A textbook description of history matching could indicate that it is a process wherein changes are made to an initial geologic model of a reservoir, so that the predicted reservoir performance matches with the known production history. A practitioner recognizes that this is an overly simplistic description:
Does not recognize subsurface uncertainty and how we may explore this uncertainty with multiple geologic models.
Offers no guidance on the requirements of spatial resolution, and how this choice may vary depending the stage of field life or reservoir processes, e.g., a pressure history match versus the modeling of a secondary or tertiary process.
Offers no guidance on the nature of the geologic model: its characteristics, its level of detail, or its structure.
Provides no description of the history matching process itself, nor the choices available to a practitioner.
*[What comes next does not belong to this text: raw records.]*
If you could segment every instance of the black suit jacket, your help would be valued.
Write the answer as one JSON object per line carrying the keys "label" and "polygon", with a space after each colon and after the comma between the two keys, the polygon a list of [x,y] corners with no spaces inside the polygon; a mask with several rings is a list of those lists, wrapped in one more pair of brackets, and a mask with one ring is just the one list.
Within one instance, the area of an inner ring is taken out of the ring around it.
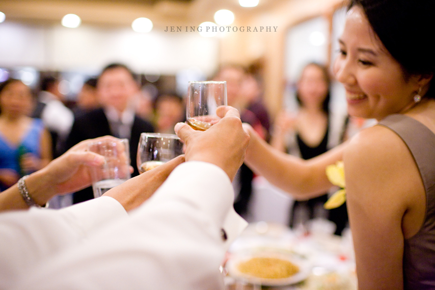
{"label": "black suit jacket", "polygon": [[[154,132],[154,128],[149,122],[135,116],[131,127],[131,135],[128,140],[131,164],[134,170],[132,174],[132,176],[135,176],[139,174],[136,165],[136,155],[138,153],[138,144],[139,143],[141,133],[143,132]],[[83,140],[106,135],[114,136],[114,134],[111,131],[108,121],[103,109],[96,109],[85,114],[74,120],[67,140],[66,147],[69,149]],[[89,187],[75,193],[73,202],[77,203],[93,198],[92,188]]]}

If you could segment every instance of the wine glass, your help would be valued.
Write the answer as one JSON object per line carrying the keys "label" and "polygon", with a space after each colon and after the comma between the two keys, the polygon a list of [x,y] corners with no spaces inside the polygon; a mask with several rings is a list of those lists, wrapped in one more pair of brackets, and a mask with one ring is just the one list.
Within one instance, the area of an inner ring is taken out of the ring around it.
{"label": "wine glass", "polygon": [[142,174],[183,154],[183,143],[175,134],[142,133],[138,147],[138,169]]}
{"label": "wine glass", "polygon": [[192,128],[205,131],[221,119],[216,114],[227,106],[226,82],[189,82],[186,120]]}
{"label": "wine glass", "polygon": [[104,157],[100,166],[90,169],[94,197],[101,196],[130,178],[129,148],[128,139],[126,139],[100,140],[88,144],[88,151]]}

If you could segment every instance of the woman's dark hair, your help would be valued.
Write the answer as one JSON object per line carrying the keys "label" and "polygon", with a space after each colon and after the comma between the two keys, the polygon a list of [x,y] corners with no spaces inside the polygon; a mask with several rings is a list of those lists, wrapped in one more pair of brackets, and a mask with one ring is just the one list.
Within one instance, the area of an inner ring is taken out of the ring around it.
{"label": "woman's dark hair", "polygon": [[[435,72],[435,45],[431,33],[434,0],[350,0],[358,6],[380,41],[402,66],[405,79]],[[435,98],[433,77],[426,96]]]}
{"label": "woman's dark hair", "polygon": [[[17,78],[8,78],[3,82],[3,83],[0,83],[0,94],[3,92],[3,90],[9,85],[12,84],[13,83],[22,83],[21,80],[18,80]],[[2,114],[2,108],[0,108],[0,114]]]}
{"label": "woman's dark hair", "polygon": [[[329,71],[328,70],[328,68],[322,64],[320,64],[316,62],[310,62],[304,67],[304,69],[302,70],[303,74],[304,73],[304,71],[305,71],[305,69],[309,66],[315,66],[320,69],[323,75],[323,80],[328,84],[328,91],[327,91],[326,96],[325,97],[325,99],[323,100],[323,102],[322,104],[322,110],[323,112],[327,113],[327,115],[329,115],[329,103],[331,100],[331,77],[330,76]],[[296,100],[297,101],[297,104],[300,107],[303,106],[302,101],[301,100],[301,97],[299,96],[298,91],[296,91]]]}
{"label": "woman's dark hair", "polygon": [[3,91],[3,90],[4,90],[6,87],[12,83],[15,83],[16,82],[22,83],[20,80],[18,80],[17,78],[8,78],[3,83],[0,83],[0,94],[2,93],[2,92]]}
We have been supplied with the historical field data for a deepwater turbidite reservoir, which is still under active development. We have used this reservoir to explore a number of history matching strategies. This project involved an integrated seismic to simulation study, wherein we interpreted the seismic data, assembled the geological information, performed petrophysical log evaluation and well test pressure transient analysis before creating the 3D geologic model.
In the matching process we examined the trade-off between exploring a wide number of models versus calibrating a single model. We examined the scale at which the geologic model was constructed, and how the scale of simulation could be determined. Finally, we studied both the large discrete steps in the process, and the smaller local "assisted" parameter calibration. The results provide general guidance on workflow sequence, guidance on model selection, and guidance on the scales of static and dynamic modeling. We expect many of these conclusions to have general utility, not restricted to this specific study.